# Final Coursera Project - Melbourne Restaurant Analysis

### The following notebook contains my final project and report.

#### Introduction/Business Problem

I am thinking of opeining an Italian restaurant in Melbourne but am unsure where to open it. It would be best to be outside of suburbs with a lot of existing Italian restaurants but also not too far away that people would not think to look for an Italian restaurant in that location.
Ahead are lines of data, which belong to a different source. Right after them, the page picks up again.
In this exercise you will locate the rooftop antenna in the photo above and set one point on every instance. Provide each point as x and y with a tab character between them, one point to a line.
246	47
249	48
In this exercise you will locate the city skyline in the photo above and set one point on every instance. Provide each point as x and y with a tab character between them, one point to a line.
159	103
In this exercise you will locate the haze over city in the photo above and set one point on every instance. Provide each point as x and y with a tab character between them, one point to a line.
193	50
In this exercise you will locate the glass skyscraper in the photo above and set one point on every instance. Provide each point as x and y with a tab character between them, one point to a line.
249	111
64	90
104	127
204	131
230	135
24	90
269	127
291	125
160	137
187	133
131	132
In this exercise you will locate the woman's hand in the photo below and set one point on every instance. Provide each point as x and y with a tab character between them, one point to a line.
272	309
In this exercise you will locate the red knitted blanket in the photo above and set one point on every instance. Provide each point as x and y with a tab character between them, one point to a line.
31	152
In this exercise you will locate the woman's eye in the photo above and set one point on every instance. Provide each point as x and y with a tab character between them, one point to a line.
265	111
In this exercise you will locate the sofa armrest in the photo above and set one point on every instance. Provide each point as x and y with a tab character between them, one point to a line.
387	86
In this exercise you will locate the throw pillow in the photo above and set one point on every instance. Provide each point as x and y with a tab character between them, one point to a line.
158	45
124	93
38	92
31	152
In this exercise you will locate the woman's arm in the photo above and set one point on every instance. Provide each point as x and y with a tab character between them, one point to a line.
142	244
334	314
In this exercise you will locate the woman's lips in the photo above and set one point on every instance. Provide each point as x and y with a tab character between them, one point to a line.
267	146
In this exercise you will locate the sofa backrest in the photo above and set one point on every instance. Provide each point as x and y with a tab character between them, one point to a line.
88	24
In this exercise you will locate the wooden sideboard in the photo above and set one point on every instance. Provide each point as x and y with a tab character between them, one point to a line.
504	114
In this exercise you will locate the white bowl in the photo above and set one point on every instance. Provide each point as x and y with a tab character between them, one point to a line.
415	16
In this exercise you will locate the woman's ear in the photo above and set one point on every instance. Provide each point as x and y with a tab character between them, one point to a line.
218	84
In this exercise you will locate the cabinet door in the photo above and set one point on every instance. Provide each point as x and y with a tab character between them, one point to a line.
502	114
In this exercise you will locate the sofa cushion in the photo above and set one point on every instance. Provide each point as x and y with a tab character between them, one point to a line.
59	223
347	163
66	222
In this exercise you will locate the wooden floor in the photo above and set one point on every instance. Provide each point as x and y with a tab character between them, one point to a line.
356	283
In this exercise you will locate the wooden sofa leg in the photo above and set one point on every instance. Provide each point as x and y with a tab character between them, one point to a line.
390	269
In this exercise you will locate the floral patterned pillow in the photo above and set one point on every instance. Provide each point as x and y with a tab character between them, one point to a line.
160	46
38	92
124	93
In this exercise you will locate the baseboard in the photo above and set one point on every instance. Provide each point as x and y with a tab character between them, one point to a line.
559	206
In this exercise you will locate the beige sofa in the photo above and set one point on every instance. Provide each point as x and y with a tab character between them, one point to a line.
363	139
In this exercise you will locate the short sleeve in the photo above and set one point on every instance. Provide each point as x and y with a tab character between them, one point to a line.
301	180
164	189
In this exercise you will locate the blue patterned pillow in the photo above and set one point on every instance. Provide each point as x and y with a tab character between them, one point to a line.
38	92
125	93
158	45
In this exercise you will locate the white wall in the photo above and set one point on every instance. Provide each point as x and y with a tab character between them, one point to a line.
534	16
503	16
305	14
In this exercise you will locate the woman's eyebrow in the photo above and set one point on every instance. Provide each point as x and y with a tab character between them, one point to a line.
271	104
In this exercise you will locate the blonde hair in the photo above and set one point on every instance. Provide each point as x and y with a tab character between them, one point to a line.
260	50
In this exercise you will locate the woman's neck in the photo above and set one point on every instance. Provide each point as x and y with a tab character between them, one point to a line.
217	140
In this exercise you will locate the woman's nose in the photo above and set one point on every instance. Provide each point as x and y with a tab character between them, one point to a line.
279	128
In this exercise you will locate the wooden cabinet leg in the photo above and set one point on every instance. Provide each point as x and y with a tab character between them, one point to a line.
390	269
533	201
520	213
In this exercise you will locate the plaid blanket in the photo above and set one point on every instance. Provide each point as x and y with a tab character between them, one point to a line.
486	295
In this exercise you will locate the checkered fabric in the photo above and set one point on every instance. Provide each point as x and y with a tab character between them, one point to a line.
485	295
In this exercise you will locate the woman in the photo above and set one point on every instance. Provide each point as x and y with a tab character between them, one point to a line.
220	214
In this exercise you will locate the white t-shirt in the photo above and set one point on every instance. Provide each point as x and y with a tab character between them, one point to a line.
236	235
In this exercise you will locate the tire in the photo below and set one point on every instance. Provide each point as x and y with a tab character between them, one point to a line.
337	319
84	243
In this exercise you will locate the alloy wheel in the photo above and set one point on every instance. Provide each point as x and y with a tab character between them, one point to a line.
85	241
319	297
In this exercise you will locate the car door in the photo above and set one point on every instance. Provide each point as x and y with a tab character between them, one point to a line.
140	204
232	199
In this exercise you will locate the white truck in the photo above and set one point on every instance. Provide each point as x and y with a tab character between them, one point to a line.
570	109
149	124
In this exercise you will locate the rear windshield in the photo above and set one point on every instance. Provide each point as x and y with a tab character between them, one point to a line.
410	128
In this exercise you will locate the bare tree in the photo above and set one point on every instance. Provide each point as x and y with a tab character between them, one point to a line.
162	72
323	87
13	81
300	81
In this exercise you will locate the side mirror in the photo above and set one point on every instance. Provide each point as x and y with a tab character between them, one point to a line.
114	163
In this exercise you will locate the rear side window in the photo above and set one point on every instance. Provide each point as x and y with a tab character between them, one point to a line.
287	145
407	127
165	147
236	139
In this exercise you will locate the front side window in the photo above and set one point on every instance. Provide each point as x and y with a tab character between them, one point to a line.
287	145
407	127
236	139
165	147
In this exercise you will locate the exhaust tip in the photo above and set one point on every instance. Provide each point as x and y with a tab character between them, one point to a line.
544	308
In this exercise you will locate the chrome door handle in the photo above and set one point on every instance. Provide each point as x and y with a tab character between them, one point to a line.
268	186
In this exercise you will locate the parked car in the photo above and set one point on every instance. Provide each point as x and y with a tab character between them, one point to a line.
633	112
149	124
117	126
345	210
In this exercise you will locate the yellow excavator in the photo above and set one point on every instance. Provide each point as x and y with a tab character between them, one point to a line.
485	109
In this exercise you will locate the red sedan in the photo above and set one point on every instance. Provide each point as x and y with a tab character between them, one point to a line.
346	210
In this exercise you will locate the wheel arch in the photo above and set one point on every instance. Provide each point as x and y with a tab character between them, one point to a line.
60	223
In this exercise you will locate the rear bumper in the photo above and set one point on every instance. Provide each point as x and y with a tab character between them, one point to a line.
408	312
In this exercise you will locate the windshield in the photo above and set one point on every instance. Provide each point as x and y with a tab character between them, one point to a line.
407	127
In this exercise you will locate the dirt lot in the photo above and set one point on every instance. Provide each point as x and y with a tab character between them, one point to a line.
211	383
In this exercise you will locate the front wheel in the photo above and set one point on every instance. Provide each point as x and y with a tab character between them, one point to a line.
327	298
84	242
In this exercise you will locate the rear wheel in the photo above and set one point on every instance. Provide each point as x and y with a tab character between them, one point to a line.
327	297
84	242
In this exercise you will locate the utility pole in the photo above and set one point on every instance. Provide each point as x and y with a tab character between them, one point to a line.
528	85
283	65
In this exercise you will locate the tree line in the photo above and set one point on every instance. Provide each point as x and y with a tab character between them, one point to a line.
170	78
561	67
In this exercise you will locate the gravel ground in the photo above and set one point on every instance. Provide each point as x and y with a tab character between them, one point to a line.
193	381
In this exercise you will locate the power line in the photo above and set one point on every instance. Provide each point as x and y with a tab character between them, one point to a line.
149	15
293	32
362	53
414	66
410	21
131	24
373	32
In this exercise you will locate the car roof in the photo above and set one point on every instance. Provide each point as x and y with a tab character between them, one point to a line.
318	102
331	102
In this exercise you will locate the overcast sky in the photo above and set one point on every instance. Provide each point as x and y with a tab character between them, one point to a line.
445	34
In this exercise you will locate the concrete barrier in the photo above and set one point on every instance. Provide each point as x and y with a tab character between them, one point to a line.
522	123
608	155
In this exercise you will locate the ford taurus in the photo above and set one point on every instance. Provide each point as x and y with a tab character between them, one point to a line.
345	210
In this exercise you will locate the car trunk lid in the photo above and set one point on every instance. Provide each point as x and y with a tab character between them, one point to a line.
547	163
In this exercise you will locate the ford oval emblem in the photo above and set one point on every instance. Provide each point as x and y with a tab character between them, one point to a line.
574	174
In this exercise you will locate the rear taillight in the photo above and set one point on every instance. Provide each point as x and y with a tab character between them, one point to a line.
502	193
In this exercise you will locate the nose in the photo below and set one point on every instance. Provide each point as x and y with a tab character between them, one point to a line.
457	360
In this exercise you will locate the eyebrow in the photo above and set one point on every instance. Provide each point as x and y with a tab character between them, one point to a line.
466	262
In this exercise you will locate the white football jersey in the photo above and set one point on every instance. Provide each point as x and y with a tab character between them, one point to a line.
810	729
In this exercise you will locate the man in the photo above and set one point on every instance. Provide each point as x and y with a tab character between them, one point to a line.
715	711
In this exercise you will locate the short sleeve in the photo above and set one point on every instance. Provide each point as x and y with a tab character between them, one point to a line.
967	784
My business problem is to find a suburb adjacent to suburbs with a strong Italian restaurant presence.

#### Data Requirements

This report will analyse the ditribution of restaurant types in Melbourne suburbs using foursquare data (venues/explore). I will find a list of Melbourne suburbs online and scrape the data. I will then use geopy.geocoders to find the latitude and longitude. I will find the number of Italian restaurants by suburb, and also the most common restaurant type by suburb and visualize the results using folium maps.

I have not completed the week 5 project yet so please disregard the code below for now. :-)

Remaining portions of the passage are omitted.